Le 17/06/13, un tribunal marocain a condamné Youssef Jajili, directeur de l’hebdomadaire Al An, à deux mois de prison avec sursis et 50 000 Dirhams d’amende, pour avoir mis en cause Abdelkader Amara, ministre, en faisant état d'un “dîner fastueux facturé à un million de centimes”, au cours duquel du champagne aurait été servi, que M. Amara aurait offert dans une suite présidentielle d'un hôtel au Burkina-Faso.
Que RSF (Reporters sans frontières) prenne fait et cause pour ce journaliste paraît, a priori, un peu bizarre. Certes la condamnation à la prison, fût-elle assortie d’un sursis, est à dénoncer. Sinon, ne serait-ce pas une atteinte à la vie privée que de révéler un repas privé dont le coût est en fait de 10 000 Dirhams, soit environ 900 € ? Et même, cette dénonciation d’un dîner arrosé n’est-elle pas révélatrice de bigoterie ?
Sauf que…
Sauf que, notre Ministre de l’Industrie, du commerce et des nouvelles technologies, est membre de l’AKP, pardon, je veux dire du PJD (حزب العدالة والتنمية ), mais la confusion est pardonnable, car Parti de la Justice et du développement est la traduction d’AKP (Adalet ve Kalkınma Partisi). Parti, comme il se doit, islamiste modéré. Mais qui se réclame bien d’un islam plutôt rigoriste. Donc qui proscrit l’alcool. L’avocat du journaliste a prudemment plaidé que l’hebdomadaire n’avait pas écrit que le ministre avait lui-même bu du champagne, mais quand même…
Subsidiairement, le petit gueuleton privé aurait été réglé avec de l’argent public.
Atteint dans « son honneur et sa dignité », A. Amara avait affirmé que ces affreuses allégations reposaient sur de faux témoignages et une copie de facture falsifiée et, à travers lui, avait pour but de salir le PJD. Le directeur de l’hebdomadaire maintient lui ses informations. Il fait appel.
A quand un « code de la presse »
On comprend mieux cependant, la réaction de RSF, qui déclare : “Deux ans après l’adoption d’une nouvelle constitution, et un an après l’adoption par les autorités marocaines d’un certain nombre de recommandations relatives à la situation de la liberté de la presse formulées par le Conseil des droits de l’homme, cette condamnation à une peine privative de liberté pour diffamation, même avec sursis, et à une forte amende montre à quel point les promesses de réformes du code de la presse tardent à se concrétiser au Maroc”.

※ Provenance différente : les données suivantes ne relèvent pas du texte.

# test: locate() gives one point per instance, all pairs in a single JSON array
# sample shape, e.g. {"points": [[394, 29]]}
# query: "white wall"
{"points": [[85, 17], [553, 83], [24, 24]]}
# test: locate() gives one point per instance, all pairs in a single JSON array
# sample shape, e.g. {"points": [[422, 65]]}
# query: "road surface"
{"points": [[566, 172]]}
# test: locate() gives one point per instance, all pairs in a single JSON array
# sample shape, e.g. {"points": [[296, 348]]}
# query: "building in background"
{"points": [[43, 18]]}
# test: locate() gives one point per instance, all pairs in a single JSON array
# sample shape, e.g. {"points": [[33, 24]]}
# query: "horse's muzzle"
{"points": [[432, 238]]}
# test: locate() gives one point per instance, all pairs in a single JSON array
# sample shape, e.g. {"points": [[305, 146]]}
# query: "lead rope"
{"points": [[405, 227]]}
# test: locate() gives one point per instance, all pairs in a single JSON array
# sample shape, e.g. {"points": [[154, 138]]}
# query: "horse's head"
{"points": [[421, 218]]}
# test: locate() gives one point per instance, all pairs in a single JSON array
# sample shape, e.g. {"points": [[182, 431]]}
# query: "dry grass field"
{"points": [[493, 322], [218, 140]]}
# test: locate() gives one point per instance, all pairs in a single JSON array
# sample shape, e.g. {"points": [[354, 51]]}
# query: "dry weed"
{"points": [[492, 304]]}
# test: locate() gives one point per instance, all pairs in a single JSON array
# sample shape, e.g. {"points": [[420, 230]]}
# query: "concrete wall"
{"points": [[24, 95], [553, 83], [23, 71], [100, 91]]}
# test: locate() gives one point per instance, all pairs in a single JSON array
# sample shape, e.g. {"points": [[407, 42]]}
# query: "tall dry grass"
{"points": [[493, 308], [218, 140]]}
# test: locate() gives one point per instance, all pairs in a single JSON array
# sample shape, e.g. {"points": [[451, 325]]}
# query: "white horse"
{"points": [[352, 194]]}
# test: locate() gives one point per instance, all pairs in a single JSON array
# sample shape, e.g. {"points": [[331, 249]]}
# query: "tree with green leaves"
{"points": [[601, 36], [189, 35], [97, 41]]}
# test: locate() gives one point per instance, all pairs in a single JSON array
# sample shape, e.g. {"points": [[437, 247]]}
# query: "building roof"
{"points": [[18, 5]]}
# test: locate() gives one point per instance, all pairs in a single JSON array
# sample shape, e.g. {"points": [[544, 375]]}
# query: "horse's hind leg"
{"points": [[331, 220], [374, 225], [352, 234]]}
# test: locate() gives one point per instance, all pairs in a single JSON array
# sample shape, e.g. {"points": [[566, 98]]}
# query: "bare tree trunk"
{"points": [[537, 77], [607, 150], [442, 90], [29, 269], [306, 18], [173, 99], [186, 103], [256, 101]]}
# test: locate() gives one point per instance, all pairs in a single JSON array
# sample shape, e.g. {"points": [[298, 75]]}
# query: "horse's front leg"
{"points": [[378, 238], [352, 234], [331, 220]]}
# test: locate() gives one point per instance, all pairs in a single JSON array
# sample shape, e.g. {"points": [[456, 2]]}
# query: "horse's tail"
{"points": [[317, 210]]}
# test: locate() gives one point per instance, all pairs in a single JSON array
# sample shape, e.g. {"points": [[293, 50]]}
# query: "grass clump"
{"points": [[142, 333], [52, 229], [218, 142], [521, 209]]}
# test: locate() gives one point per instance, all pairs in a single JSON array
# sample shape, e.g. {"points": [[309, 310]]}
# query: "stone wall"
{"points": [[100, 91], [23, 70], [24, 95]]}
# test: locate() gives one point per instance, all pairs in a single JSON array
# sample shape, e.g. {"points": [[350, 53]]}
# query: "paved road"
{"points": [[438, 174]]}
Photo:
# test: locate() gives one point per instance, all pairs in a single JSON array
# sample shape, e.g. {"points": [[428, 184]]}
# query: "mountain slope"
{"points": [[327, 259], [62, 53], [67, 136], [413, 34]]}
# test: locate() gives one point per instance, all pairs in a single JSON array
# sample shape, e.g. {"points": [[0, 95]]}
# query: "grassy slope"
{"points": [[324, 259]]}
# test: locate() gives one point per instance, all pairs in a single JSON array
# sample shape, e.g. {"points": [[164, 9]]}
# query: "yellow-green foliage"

En 2009, Driss Chahtane, directeur de publication du journal Al-Michaal, avait été condamné à un an de prison ferme par le tribunal de première instance de Rabat. Le procès portait sur les articles évoquant la santé du roi fragilisée durant le mois de Ramadan. Le directeur et ses deux journalistes auteurs de l'article ont été accusés de « délit de publication », de « mauvaise foi », de « fausses nouvelles » et d’« allégations erronées » (yabiladi).
Là encore RSF avait réagi : « Il n’y a pas de mot pour qualifier ces condamnations à la prison ferme. Alors que les autorités se targuaient de l’absence de journalistes en prison, voilà qu’un des nombreux procès qu’elles intentent contre des journalistes mène à des condamnations de prison ferme. Driss Chahtane est une cible régulière de la machine procédurière mais un pas vient d’être franchi. Quel crime ces journalistes ont-ils commis pour mériter cette peine ? Nous exprimons notre plus vive inquiétude à l’approche des autres procès contre la presse qui doivent se tenir tout au long du mois ».
On pouvait penser qu'après mars 2011, où Mohammed VI avait, habilement, pris l’initiative de lancer des réformes, la situation se serait nettement améliorée.
Pour la liberté de la presse, il n’en est rien puisque, d’après le classement de RSF, la Maroc est au 136e rang, derrière même l’Algérie 125e (à noter que la Turquie est largement derrière au 154e rang). Situation paradoxale, alors qu’en façade, la presse française est en vente – et pas que Le Figaro – Tel Quel, hebdomadaire marocain, affiche des titres décoiffant, etc. Mais, un autre hebdo, Le journal, a été étranglé financièrement (amendes, pressions sur les annonceurs, etc.).
Et c’est l’arbitraire dans l’arbitraire – ce qui est toléré un jour est durement puni le lendemain – qui rend la situation de la presse encore plus précaire.